Novos empreendedores podem apostar no MEI para abrir o próprio negócio
Novos empreendedores podem apostar no MEI para abrir o próprio negócio
Com registro simples, a modalidade de microempreendedor individual reúne diversas vantagens para os pequenos negócios. Sebrae pode apoiar desde a elaboração do plano de negócio até a orientação para o crédito e como ampliar o recurso.
Com a economia dando sinais de recuperação, este é um bom momento para quem deseja abrir negócio, afirma Alice Mesquita, Secretária Executiva da Diretoria do Serviço de Apoio às Micro e Pequenas Empresas do Estado do Ceará (Sebrae-CE). O empreendedor precisa ficar atento às oportunidades que estão surgindo e muitas delas são negócios novos, revela a profissional. “Mesmo assim, é preciso entender sobre a atividade, buscar informações sobre o mercado e o público que se deseja atender, se existe alguma legislação específica relacionada a esse tipo de negócio e de que forma se dá a operação”, orienta Alice.
Uma das opções para o profissional autônomo é registrar-se como microempreendedor individual (MEI). Ao se cadastrar como tal, ele passa a ter CNPJ e, por isso, a contar com facilidades em abertura de conta bancária, pedido de empréstimos e emissão de notas fiscais, além de ter obrigações e direitos de uma pessoa jurídica.
Dentre outras vantagens de ser MEI, Alice Mesquita cita: poder participar do Programa de Compras Governamentais, ter acesso a produtos especiais para empresas em bancos e fazer compras com preço diferenciado. Ao se formalizar o MEI, o empresário adquire alguns benefícios, como se tornar beneficiário da Previdência Social (INSS), auxílio-doença, aposentadoria por idade e salário-maternidade, pontua a colaboradora do Sebrae-CE.
Onde investir
Alice Mesquita avalia que todos os setores ligados à saúde estão em alta, sejam cuidados com a saúde pessoal como pequenos fornecedores de produtos e serviços para centros de saúde, sejam equipamentos, manutenção, vestuário etc. “Além desses setores, ganharam destaque os negócios que conseguiram se moldar ao ambiente digital, oferecendo produtos e serviços de forma remota. Essa é uma modalidade que com certeza terá continuidade, mesmo com o retorno das atividades presenciais”, defende.
Por onde começar
Em todo início é preciso cautela e, de preferência, que o empreendedor elabore um plano de negócio para dar mais segurança relacionada ao investimento, ensina Alice Mesquita. Ela diz que, nesse momento, é preciso pensar na atividade e em como minimizar os riscos, com cuidado para não aplicar recursos financeiros além do necessário.

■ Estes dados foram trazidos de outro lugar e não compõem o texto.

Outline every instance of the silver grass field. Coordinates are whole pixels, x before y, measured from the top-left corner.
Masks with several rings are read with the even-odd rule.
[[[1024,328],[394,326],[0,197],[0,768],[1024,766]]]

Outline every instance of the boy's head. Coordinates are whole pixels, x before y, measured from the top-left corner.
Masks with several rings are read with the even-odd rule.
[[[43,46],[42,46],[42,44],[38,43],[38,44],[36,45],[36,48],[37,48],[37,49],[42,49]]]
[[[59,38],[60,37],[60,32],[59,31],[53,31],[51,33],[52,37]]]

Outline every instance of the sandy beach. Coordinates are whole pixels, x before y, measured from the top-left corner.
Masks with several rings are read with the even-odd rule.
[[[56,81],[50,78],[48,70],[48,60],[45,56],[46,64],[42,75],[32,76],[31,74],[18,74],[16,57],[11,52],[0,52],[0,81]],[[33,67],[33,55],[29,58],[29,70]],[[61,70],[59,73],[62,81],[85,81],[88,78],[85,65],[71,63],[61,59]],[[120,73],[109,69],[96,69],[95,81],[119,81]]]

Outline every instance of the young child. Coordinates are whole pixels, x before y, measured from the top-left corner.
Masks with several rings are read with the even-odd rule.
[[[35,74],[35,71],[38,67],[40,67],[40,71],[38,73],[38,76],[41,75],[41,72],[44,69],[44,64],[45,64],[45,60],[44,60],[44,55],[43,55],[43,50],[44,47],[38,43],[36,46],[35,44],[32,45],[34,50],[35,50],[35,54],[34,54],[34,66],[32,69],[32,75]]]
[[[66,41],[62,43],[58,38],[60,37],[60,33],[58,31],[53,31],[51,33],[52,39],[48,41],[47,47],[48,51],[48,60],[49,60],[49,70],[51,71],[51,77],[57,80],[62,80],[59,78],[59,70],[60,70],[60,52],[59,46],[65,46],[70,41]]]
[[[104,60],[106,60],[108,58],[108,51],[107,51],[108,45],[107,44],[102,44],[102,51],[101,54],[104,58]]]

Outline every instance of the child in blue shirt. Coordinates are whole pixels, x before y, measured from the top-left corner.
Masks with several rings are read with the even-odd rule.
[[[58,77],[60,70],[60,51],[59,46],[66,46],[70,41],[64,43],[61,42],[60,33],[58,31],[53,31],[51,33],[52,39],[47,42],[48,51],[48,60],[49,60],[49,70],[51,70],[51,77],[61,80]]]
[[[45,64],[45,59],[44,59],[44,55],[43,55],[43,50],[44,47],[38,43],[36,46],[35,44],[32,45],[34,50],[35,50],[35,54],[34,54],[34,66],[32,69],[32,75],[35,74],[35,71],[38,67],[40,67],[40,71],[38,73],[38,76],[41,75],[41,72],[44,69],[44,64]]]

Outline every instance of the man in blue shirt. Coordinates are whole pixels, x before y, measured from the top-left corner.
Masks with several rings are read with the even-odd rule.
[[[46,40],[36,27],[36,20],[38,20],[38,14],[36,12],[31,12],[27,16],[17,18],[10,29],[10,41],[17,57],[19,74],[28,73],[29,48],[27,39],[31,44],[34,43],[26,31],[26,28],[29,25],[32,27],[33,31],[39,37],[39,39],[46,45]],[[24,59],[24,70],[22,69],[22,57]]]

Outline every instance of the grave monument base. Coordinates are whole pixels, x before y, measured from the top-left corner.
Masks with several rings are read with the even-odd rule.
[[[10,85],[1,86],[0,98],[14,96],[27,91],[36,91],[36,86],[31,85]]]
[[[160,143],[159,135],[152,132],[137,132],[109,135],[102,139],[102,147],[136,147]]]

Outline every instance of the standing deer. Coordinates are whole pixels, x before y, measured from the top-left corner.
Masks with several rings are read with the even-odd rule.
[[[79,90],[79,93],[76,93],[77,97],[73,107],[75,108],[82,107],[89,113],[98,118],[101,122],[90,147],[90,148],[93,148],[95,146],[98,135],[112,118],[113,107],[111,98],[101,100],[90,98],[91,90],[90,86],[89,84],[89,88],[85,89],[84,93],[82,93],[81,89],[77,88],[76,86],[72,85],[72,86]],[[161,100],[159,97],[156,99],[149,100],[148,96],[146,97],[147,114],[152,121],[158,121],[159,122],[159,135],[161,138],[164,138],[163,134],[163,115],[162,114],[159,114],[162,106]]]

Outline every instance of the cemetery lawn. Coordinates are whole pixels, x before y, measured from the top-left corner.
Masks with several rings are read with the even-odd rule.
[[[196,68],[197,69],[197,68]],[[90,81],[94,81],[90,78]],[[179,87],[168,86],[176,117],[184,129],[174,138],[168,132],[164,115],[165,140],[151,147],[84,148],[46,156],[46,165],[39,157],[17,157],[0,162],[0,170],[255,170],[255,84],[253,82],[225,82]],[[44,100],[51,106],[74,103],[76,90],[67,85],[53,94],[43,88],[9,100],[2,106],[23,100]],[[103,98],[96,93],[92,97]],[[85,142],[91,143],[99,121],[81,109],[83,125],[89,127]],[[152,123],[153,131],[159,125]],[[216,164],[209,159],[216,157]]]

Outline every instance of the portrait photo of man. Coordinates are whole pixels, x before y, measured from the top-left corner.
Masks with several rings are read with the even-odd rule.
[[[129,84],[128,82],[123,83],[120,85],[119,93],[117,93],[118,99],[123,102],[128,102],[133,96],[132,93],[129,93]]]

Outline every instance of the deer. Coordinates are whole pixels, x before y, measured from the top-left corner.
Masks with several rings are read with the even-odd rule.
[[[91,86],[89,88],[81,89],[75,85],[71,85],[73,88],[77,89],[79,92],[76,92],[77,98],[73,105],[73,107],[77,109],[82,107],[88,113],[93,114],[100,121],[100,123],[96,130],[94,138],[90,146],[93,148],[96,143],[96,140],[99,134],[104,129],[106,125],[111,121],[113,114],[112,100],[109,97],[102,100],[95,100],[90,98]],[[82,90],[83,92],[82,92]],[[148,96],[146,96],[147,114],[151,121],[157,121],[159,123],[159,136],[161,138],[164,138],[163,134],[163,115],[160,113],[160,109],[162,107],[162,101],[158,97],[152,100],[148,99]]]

Para elaborar o plano de negócio, o primeiro passo é saber quem é o público-alvo e que tipo de necessidade desse público será atendida. Depois, é conhecer o mercado, quais outras empresas se apresentam como concorrentes e de que forma elas atendem as mesmas necessidades do seu público.
A parte operacional do plano de negócio deve conter quais produtos ou serviço(s) a empresa irá oferecer, as quantidades e a necessidade de mão de obra. Com isso é possível calcular a parte financeira que envolve os custos para produção, aquisição de maquinários e pagamento de despesas gerais da empresa, incluindo o pagamento de funcionários e a retirada do empresário (pró-labore).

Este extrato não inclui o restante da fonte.